Now I have the following lines in maillog:
amavis[2028]: (02028-04) load: 22 %, total idle 1222.831 s, busy 353.693 s
amavis[2028]: (02028-01) load: 99 %, total idle 0.181 s, busy 26.955 s
Is this normal?
In post-queue mode i found this:
amavis[17613]: (17613-16) load: 0 %, total idle 14425.425 s, busy 29.783 s
lx-work amavis[7332]: (07332-01) load: 100 %, total idle 0.001 s, busy 
1.486 s

greetings
Ralf


mouss schrieb:
> Steve a écrit :
>> Hey! I am Swiss and looking what is happening over in Germany in some area 
>> just makes me shake my head. But who am I? I don't get it and probably will 
>> never get some of those "strange" laws.
>>
> 
> we don't yet have such laws in .fr and I don't read german, but as (I
> may) have said earlier, I think the goal is to protect against these
> services (anybody said hotmail?) that silently discard legitimate mail.
> 
> if you configure your service according to the recipient choice
> (including things like "discard if sender user part contains a 'z'),
> then I don't see how the law can interfere here.
> 
>> Do the German layers and the German law agree on the definition of 
>> "harmful"? I would be surprised if so.
> 
> if something is "known to be harmful", nobody will disagree. so
> discarding melissa or "I love you" infected mail should be ok. i.e. just
> because we can't classify every message into harmful/harmless classes
> doesn't mean we can't classify some of them.
> 
>> Yes.
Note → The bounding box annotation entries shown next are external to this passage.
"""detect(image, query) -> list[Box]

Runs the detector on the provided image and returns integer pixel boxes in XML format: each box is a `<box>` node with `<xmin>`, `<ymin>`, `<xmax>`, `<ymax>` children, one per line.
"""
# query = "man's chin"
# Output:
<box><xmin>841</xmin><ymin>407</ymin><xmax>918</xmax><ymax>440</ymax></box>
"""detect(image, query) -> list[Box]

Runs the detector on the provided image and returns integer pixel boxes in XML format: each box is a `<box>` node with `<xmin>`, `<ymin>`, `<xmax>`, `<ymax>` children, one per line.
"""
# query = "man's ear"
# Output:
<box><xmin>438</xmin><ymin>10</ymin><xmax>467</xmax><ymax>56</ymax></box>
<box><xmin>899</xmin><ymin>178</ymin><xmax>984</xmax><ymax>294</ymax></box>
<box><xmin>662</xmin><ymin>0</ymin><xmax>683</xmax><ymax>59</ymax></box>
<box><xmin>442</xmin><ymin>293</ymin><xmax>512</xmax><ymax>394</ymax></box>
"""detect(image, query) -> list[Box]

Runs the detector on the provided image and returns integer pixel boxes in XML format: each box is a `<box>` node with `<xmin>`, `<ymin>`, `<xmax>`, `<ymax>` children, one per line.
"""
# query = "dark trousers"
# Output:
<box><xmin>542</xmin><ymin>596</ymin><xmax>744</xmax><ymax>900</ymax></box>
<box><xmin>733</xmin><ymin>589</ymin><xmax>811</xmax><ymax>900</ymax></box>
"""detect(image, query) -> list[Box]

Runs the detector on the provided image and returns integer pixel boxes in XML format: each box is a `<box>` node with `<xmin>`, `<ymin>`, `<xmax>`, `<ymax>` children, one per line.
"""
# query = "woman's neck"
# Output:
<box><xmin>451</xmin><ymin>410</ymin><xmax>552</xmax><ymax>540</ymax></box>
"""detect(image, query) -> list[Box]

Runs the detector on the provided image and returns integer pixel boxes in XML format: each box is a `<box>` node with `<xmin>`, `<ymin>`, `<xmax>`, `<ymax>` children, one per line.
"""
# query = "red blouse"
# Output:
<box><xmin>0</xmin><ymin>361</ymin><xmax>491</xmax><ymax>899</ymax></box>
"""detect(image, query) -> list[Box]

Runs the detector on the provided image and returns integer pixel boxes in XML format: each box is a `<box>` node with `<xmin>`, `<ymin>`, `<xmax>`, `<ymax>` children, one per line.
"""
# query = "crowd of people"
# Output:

But if this means that running in such a way that this early dropping 
>> of unwanted messages results in more resources used compared to running in 
>> the "early mode", then I really don't see the point in this "early 
>> dropping". I don't agree with you that dropping early is equal in less 
>> resources used then dropping later.
>>
> 
> if you reject a lot of mail during the smtp transaction, then you save
> on disk IO. this is always true if your reject based on the envelope
> (before DATA). if you check the content, things get more complicated and
> the gains depend on how much junk you reject and how much resources you
> have. In particular, pre-queue makes you more vulnerable to DoS (your
> checks are driven by the foreign client). it also may cause a client
> timeout, which is bad.
> 
> but in most cases, performances are not the most critical issue. it is
> much more important to deal with FPs (minimise as yu can, and when you
> can't, provide feedback, ... etc) and with the junk that you didn't
> reject (quarantine? tag and deliver? ... etc). "we" think that "tag and
> deliver" or "quarantine" are "the" way to go, but when you look at how
> users check their mail, quarantine, folders, ... you get to review this
> (at least, this is my experience. and this is why I moved more toward
> "origin" filtering as much as possible).